Frühstück

Es ist wie jeden Morgen. Die Pflege sammelt sich zum Frühstück. Sie gehen in Gruppen, die eine um halb 10, die nächste um 10 Uhr. Pro Gruppe acht schnatternde Frauen. Es kommt wie es kommen muss.

Phase 1: Wer geht mit wem frühstücken? Melanie will nicht mit Sandra, weil Sandra nicht raucht.  Sandra nicht mit Kim, weil sie raucht. Melanie nicht mit Kim, weil sie so viel redet. Katja will gar nicht frühstücken, weil sie Diät macht. Wer nimmt die Schülerinnen mit? Wo sind die überhaupt? Dauer der Diskussion: 15 Minuten. Mindestens.

Phase 2: Diverse pinke, glitzernde Frühstückstaschen/Körbe/Beutel werden gesucht, gepackt, vergessen. Ein Aufschrei aus der Küche. Jemand vom Wochenende hat Katjas Käse gegessen. Dauer: 10 Minuten. Plus 20 Minuten. um Katja zu beruhigen. Zwischendurch geht Sandra verloren, weil sie Herrn P. zum EKG fahren muss.

Phase 3: Diverse Toilettengänge. Kurz Haare kämmen, Labello auftragen. Handy suchen. Feuerzeug, Zigaretten. Melanies Lieblingstasse muss mit. Die Lieblingstasse ist weg. Steht auf meinem Schreibtisch.  Wer hat die Tasse?

Phase 4: Warten auf den Aufzug. Merken, dass es kalt ist. Die Stationsjacke suchen. Die Jacke hat Kim aus der ersten Gruppe an.  Zwischendurch geht Sandra zur Toilette. Lässt die Tasche auf der Toilette liegen.

Phase 5: Der Aufzug ist weg.

365 Tage im Jahr, jeden einzelnen Tag.

 

Enger Freund

Auf Zimmer 5 liegt eine Patientin mit einer LWK Fraktur. Schmerzen, aber sonst nichts Dramatisches. Wenn da nicht der Sohn wäre.

Der Sohn, stets bekleidet mit einer Wollmütze, ist schon vor mir morgens auf der Station. Und ich fange früh an.

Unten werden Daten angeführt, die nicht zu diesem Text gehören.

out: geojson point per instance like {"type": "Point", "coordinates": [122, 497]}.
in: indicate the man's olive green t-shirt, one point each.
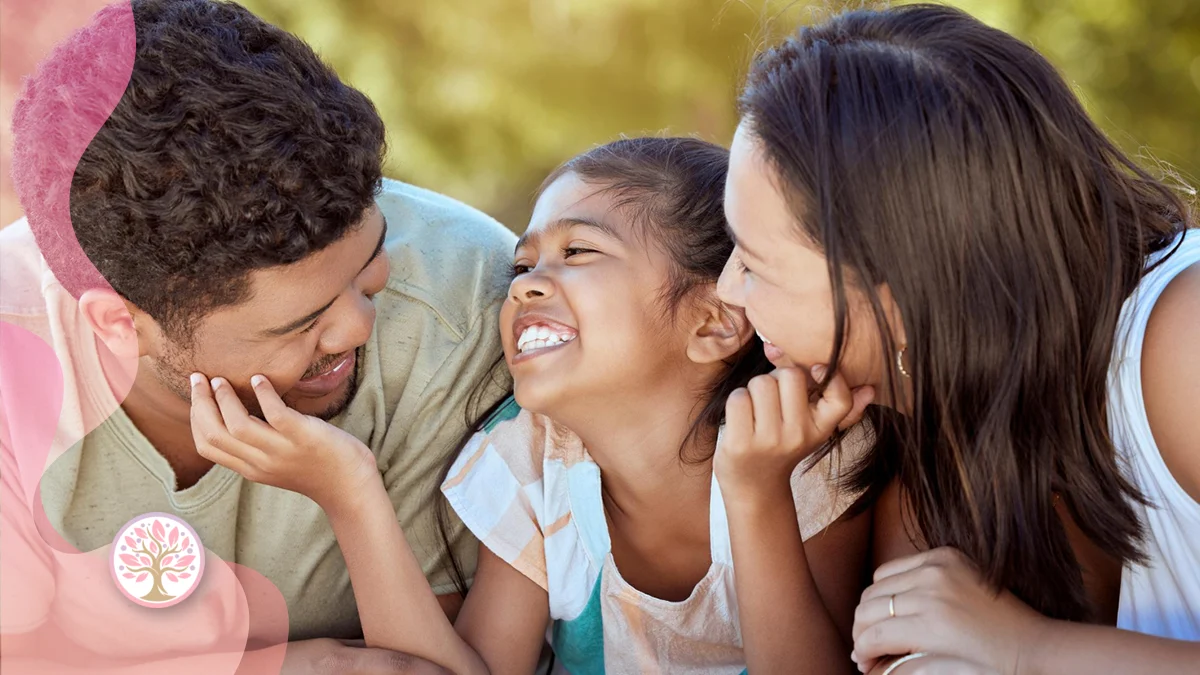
{"type": "Point", "coordinates": [435, 342]}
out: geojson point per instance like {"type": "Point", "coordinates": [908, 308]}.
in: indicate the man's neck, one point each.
{"type": "Point", "coordinates": [165, 419]}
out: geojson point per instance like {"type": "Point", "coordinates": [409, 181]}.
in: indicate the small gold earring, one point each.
{"type": "Point", "coordinates": [904, 371]}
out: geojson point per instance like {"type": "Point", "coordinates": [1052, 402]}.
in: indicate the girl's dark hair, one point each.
{"type": "Point", "coordinates": [925, 150]}
{"type": "Point", "coordinates": [673, 189]}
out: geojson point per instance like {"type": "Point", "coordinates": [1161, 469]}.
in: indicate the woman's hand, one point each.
{"type": "Point", "coordinates": [289, 449]}
{"type": "Point", "coordinates": [937, 602]}
{"type": "Point", "coordinates": [771, 425]}
{"type": "Point", "coordinates": [931, 664]}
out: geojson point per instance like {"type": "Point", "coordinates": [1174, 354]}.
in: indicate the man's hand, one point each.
{"type": "Point", "coordinates": [327, 656]}
{"type": "Point", "coordinates": [289, 449]}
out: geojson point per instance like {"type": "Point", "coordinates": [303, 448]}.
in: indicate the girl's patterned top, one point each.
{"type": "Point", "coordinates": [528, 490]}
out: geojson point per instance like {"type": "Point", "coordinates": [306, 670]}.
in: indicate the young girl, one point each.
{"type": "Point", "coordinates": [611, 506]}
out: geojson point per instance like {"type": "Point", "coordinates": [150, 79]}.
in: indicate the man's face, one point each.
{"type": "Point", "coordinates": [301, 327]}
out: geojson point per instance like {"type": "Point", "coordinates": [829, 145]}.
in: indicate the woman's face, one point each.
{"type": "Point", "coordinates": [783, 280]}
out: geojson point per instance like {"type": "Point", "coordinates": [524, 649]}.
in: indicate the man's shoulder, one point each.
{"type": "Point", "coordinates": [22, 272]}
{"type": "Point", "coordinates": [444, 255]}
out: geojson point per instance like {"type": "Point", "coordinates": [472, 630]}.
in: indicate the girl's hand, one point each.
{"type": "Point", "coordinates": [937, 602]}
{"type": "Point", "coordinates": [289, 449]}
{"type": "Point", "coordinates": [771, 425]}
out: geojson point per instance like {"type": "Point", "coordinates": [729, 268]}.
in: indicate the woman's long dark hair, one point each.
{"type": "Point", "coordinates": [925, 150]}
{"type": "Point", "coordinates": [673, 189]}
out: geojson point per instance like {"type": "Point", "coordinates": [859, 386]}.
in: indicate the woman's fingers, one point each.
{"type": "Point", "coordinates": [903, 634]}
{"type": "Point", "coordinates": [873, 611]}
{"type": "Point", "coordinates": [894, 585]}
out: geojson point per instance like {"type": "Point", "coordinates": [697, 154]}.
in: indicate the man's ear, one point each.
{"type": "Point", "coordinates": [115, 322]}
{"type": "Point", "coordinates": [719, 335]}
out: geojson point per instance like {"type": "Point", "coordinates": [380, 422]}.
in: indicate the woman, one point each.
{"type": "Point", "coordinates": [921, 203]}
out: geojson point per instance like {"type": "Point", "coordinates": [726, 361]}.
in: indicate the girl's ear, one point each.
{"type": "Point", "coordinates": [719, 335]}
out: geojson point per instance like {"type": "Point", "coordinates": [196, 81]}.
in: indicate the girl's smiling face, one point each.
{"type": "Point", "coordinates": [585, 318]}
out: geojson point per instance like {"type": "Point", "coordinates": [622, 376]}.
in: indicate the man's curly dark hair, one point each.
{"type": "Point", "coordinates": [234, 148]}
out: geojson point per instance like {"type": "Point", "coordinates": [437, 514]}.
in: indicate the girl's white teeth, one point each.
{"type": "Point", "coordinates": [539, 336]}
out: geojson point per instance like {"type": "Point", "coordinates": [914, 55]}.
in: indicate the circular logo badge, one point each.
{"type": "Point", "coordinates": [157, 560]}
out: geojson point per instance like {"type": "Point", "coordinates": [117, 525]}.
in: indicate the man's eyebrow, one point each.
{"type": "Point", "coordinates": [567, 223]}
{"type": "Point", "coordinates": [311, 317]}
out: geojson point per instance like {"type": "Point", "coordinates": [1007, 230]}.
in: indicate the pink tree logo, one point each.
{"type": "Point", "coordinates": [157, 560]}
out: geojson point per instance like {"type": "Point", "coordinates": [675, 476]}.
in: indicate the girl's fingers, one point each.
{"type": "Point", "coordinates": [276, 412]}
{"type": "Point", "coordinates": [834, 404]}
{"type": "Point", "coordinates": [793, 399]}
{"type": "Point", "coordinates": [765, 396]}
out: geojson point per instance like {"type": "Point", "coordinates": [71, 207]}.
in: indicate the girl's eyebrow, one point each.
{"type": "Point", "coordinates": [567, 223]}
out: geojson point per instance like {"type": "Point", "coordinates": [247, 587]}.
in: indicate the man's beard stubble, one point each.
{"type": "Point", "coordinates": [174, 372]}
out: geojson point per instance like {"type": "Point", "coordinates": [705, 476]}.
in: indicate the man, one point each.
{"type": "Point", "coordinates": [231, 219]}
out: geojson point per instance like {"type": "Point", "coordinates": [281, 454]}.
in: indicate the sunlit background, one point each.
{"type": "Point", "coordinates": [484, 97]}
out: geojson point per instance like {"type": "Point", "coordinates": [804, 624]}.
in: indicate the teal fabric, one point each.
{"type": "Point", "coordinates": [507, 411]}
{"type": "Point", "coordinates": [579, 643]}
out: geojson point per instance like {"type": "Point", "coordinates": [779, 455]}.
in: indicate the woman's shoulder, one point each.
{"type": "Point", "coordinates": [1170, 377]}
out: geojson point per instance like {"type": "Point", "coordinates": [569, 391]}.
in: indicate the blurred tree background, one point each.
{"type": "Point", "coordinates": [484, 97]}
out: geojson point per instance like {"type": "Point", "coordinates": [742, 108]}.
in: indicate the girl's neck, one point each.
{"type": "Point", "coordinates": [639, 443]}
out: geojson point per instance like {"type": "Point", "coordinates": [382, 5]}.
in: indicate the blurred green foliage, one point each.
{"type": "Point", "coordinates": [484, 97]}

Dann säuft  trinkt er erstmal allen Patienten den Kaffee weg. Plündert in der Küche, ob es etwas Essbares für ihn gibt. Natürlich ohne zu fragen. Hat man oder die Mutter ja für gezahlt.

Vorgestellt hat er sich mit: „Ich bin ein enger Freund von Herrn Müller, dem Geschäftsführer!!!!!!“(gefühlte 100 Ausrufezeichen folgen drohend).

Dann hockt der Sohn sich für fünf Stunden neben die Mutti.  Und zwar auf den Toilettenstuhl (örgs).  Nervt die Pflege, nervt die Ärzte, nervt die Physiotherapeuten, nervt den Sozialdienst.  Spricht täglich mit dem Chef. Er ist ja ein enger Freund von  Herrn Müller.

Außerdem sei er Bioingenieur . Was ist das ? Und muss man da nicht arbeiten?  Und es sei ja hier komplett falsch gebaut worden. Von wegen antibakteriell und so. Mit Mikroorganismen kennt er sich aus. Sagt er und hockt weiter auf dem Toilettenstuhl. Ich gucke auf seine schlunzige Wollmütze. Da tummeln sich genug Mikroorganismen, um einen biologischen Krieg zu gewinnen.

Endlich wird die zugegeben nette Patientin entlassen (sie war nicht das Problem).

Einen Tag später treffe ich den Geschäftsführer im Treppenhaus. Spreche ihn an: „Bei uns hat Frau H. gelegen. Die Mutter Ihres Freundes.“

Herr Müller erblasst, zieht an der Krawatte.  „Um Gottes willen. Das war nie, nie mein Freund!  Trägt er noch die schreckliche Wollmütze? “ Und eilt erschaudernd weiter.